The acquisition fits into Troy's South American production portfolio, which includes the Casposo gold mine located 150 km west from the city of San Juan in Argentina and the Andorinhas gold operation in the Para State of north-central Brazil. According to CEO Paul Benson, Troy had been actively looking at opportunities due to the fact operations at Andorinhas could conclude by 2014, and identified Azimuth as its "first prize" roughly six months ago.

“First and foremost, [the deal] delivers us a high grade, open pittable resource at an advance stage of definition that has yet to have development plans locked into place,” Benson explained during a conference call. “That allows us to be confident we can bring it into production quickly and cost effectively with the same development team we have used at our other mines in South America.”

Under terms of the all-stock deal Troy will pay a 62% premium on Azimuth's three month, volume weighted average on the Australia Stock Exchange, which equates to roughly US46¢ per share. Azimuth shareholders will receive one Troy share for every 5.695 shares held, resulting in Azimuth garnering roughly a 45% equity interest in Troy.

Azimuth’s dual listing will also offer Troy greater liquidity on the Toronto Stock Exchange, where the company currently trades relatively low volume at roughly 3,800 shares per day. Troy currently has around 88 million shares outstanding and the Azimuth deal would tack on roughly 76 million shares to that total — which values Azimuth at roughly US$200 million based on Troy’s closing price of $2.69 per share at the time of the bid.

“The relative valuation between producers and explorers has moved more in the favor of producers.
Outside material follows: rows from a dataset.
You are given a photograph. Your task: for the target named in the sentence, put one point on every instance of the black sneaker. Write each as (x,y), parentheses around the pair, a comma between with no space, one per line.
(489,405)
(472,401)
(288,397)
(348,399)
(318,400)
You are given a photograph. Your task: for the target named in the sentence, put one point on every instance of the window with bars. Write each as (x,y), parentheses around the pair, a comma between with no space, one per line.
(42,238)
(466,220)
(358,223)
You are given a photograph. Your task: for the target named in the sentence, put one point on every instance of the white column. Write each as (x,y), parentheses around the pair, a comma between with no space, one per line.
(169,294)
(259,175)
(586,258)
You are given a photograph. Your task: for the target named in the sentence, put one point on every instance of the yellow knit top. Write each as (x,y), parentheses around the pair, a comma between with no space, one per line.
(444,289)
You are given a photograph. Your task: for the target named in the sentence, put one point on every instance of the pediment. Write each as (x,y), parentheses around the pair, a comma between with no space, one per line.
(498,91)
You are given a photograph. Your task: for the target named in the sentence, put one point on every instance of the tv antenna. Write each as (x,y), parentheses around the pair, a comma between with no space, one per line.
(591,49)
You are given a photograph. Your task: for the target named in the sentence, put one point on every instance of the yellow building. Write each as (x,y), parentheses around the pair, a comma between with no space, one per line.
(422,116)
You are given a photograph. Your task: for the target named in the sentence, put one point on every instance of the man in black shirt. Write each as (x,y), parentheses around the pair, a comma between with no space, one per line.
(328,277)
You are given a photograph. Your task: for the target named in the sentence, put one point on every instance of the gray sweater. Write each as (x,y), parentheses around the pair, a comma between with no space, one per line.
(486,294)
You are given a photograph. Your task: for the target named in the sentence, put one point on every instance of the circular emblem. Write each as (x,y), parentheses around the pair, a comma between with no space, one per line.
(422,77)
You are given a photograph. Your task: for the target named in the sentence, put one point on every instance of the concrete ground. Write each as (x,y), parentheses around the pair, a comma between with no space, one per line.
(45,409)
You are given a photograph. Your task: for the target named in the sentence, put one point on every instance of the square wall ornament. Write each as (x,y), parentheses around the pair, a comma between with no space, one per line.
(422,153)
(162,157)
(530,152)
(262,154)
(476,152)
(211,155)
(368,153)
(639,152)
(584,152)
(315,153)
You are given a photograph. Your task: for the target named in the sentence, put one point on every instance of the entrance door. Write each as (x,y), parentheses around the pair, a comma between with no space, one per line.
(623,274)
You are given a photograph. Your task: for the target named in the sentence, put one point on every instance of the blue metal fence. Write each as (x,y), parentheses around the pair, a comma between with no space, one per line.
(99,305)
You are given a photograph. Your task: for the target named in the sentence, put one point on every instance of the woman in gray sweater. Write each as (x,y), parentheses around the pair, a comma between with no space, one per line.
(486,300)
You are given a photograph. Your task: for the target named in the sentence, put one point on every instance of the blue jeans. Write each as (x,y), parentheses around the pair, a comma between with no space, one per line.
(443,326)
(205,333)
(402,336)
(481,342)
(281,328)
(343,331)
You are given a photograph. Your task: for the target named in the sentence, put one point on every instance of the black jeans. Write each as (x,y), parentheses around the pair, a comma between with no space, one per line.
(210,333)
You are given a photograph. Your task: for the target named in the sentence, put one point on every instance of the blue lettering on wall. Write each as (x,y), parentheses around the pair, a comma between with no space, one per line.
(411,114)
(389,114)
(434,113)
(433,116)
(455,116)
So we were able to pay a premium to the market, but we still see significant value in this instance,” Benson said, “A number of factors have contributed to the dropping investor interest in the explorer-developer end of the market, but I think the most important single factor has been the growing concern about how a single-project company can cost effectively raise capital required to build something like West Omai without existing shareholders suffering substantial dilution.”
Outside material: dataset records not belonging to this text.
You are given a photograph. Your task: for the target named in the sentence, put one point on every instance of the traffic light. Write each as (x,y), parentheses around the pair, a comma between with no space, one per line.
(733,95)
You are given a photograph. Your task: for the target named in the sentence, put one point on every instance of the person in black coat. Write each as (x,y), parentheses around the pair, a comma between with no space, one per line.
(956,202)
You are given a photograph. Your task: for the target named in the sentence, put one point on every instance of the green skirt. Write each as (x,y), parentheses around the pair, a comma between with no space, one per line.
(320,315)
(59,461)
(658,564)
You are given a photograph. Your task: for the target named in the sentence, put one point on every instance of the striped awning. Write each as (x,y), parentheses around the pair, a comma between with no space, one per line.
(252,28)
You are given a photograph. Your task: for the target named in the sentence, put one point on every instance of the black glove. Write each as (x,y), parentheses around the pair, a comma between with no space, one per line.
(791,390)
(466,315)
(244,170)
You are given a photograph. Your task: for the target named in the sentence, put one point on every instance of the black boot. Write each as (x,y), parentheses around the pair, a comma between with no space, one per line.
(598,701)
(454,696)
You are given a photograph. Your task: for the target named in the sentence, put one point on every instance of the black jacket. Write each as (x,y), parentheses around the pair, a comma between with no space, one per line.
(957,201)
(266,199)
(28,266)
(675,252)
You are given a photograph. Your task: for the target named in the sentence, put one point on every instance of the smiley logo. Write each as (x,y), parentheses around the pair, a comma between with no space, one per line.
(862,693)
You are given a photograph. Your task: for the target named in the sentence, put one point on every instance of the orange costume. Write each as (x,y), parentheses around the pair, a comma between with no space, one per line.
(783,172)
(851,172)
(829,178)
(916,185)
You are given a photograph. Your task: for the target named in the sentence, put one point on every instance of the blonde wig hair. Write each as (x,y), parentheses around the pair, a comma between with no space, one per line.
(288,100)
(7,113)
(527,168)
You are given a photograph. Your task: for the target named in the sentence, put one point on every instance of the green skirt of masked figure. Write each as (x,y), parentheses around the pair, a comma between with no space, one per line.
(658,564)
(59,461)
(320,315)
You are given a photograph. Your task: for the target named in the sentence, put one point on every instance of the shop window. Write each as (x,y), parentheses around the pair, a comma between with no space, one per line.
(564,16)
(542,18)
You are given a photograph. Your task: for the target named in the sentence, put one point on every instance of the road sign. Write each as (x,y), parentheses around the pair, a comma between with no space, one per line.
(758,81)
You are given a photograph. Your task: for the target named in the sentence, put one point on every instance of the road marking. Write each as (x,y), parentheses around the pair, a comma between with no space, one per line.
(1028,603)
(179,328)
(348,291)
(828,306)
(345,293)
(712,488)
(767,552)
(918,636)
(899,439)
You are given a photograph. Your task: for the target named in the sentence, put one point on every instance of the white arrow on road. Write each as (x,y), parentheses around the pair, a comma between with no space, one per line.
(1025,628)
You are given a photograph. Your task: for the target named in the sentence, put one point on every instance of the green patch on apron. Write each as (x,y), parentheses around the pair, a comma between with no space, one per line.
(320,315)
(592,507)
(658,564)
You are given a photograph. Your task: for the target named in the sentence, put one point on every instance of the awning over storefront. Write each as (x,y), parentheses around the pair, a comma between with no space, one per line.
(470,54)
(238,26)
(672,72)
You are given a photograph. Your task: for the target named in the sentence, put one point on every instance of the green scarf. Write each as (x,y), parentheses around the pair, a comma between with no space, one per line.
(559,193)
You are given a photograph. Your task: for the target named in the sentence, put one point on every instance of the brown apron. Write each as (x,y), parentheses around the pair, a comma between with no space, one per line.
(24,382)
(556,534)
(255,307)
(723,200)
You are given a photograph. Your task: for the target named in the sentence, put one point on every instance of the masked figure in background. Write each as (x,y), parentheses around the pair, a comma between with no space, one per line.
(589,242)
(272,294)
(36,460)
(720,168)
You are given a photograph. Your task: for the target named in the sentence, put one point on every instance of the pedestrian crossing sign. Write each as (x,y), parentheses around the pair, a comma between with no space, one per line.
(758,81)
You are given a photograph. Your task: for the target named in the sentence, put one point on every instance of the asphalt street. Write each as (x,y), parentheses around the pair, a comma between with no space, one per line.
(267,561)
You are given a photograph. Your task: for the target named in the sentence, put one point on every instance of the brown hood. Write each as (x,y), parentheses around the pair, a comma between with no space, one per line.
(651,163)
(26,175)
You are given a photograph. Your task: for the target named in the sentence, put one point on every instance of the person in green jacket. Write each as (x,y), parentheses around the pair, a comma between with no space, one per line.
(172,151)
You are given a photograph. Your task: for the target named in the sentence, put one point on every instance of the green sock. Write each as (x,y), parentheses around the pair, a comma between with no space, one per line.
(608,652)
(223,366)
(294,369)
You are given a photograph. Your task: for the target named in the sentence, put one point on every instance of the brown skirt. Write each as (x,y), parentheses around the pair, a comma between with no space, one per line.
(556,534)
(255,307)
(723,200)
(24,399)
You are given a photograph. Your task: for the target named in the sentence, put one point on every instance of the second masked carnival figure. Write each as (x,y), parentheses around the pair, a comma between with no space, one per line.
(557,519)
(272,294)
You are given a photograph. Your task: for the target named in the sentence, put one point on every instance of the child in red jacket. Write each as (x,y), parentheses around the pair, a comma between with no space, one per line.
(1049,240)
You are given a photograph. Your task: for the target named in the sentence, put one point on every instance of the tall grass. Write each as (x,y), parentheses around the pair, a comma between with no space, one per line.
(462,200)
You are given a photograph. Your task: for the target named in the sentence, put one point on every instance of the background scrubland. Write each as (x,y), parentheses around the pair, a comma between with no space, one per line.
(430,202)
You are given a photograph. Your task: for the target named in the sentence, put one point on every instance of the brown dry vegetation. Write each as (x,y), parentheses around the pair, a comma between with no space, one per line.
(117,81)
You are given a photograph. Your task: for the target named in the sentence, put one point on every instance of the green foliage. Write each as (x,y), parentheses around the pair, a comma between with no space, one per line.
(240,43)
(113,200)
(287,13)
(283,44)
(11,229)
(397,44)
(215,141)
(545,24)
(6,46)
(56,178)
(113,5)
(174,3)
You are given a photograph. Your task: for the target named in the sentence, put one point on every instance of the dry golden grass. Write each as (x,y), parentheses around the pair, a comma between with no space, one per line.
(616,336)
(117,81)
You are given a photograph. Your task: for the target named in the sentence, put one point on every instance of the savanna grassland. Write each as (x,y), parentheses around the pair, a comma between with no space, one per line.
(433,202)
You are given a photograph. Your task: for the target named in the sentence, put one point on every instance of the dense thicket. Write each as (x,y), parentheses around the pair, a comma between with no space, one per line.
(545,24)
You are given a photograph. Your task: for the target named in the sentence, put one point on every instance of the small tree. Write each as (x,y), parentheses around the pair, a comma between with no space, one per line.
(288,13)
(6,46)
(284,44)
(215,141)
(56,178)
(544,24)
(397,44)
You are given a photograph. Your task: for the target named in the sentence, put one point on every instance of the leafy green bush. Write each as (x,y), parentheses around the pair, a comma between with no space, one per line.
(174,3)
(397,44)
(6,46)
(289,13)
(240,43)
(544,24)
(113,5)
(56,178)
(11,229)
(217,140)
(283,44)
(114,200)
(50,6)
The main prize for Troy is a high grade, near surface inferred resource that Azimuth has delineated at its Smarts and Hicks deposits, which totals 17 million tonnes grading 3.06 g/t Au for 1.65 million contained oz at a 1.0 g/t Au cut-off. Benson outlined Troy's strategy as focusing on a smaller operation that would average between 700,000 tonnes and 1 million tonnes of throughput annually, and zero in on higher grade material.

Troy would likely start with the Smarts deposit — which boasts an even higher average grade with 8.1 million inferred tonnes of 4.15 g/t Au — and pursue expansion opportunities once West Omai starts kicking up cash flow.

“Our thinking is that we'll start with a smaller project than Azimuth might have originally been aiming for,” Benson added. Azimuth had previously modelled a US$165-million development with gravity and carbon-in-leach circuits that would average 1.5 million tonnes in throughput annually. “That will enable us to mine the higher grade ore while understanding the potential to move towards underground mining at a later date as we expand throughput. We feel that represents the fastest path to production and also offers the optimum risk return considering the logistic and regional challenges.”

In the meantime Troy has agreed to forward Azimuth a bridge loan totalling roughly US$10.4 million by way of a convertible note facility. The loan will allow Azimuth to continue its delineation drilling and potential scoping studies without having to risk a capital raise on equity markets that could result in further dilution.

And Azimuth could very well offer Troy long term growth potential in an emerging gold camp via a 1,100-km2 land package that sits in the Mazaruni mining district in southern Guyana, with the Guiana Shield greenstone belt already accounting for millions of ounces in historic gold production.

Troy reported a net profit of roughly US$14 million during the second half of 2012, along with US$43.3 million in cash and equivalents. The company has dropped 18% since news of the Azimuth acquisition broke on March 28, losing 48¢ per share en route to a $2.20 press-time close in Toronto.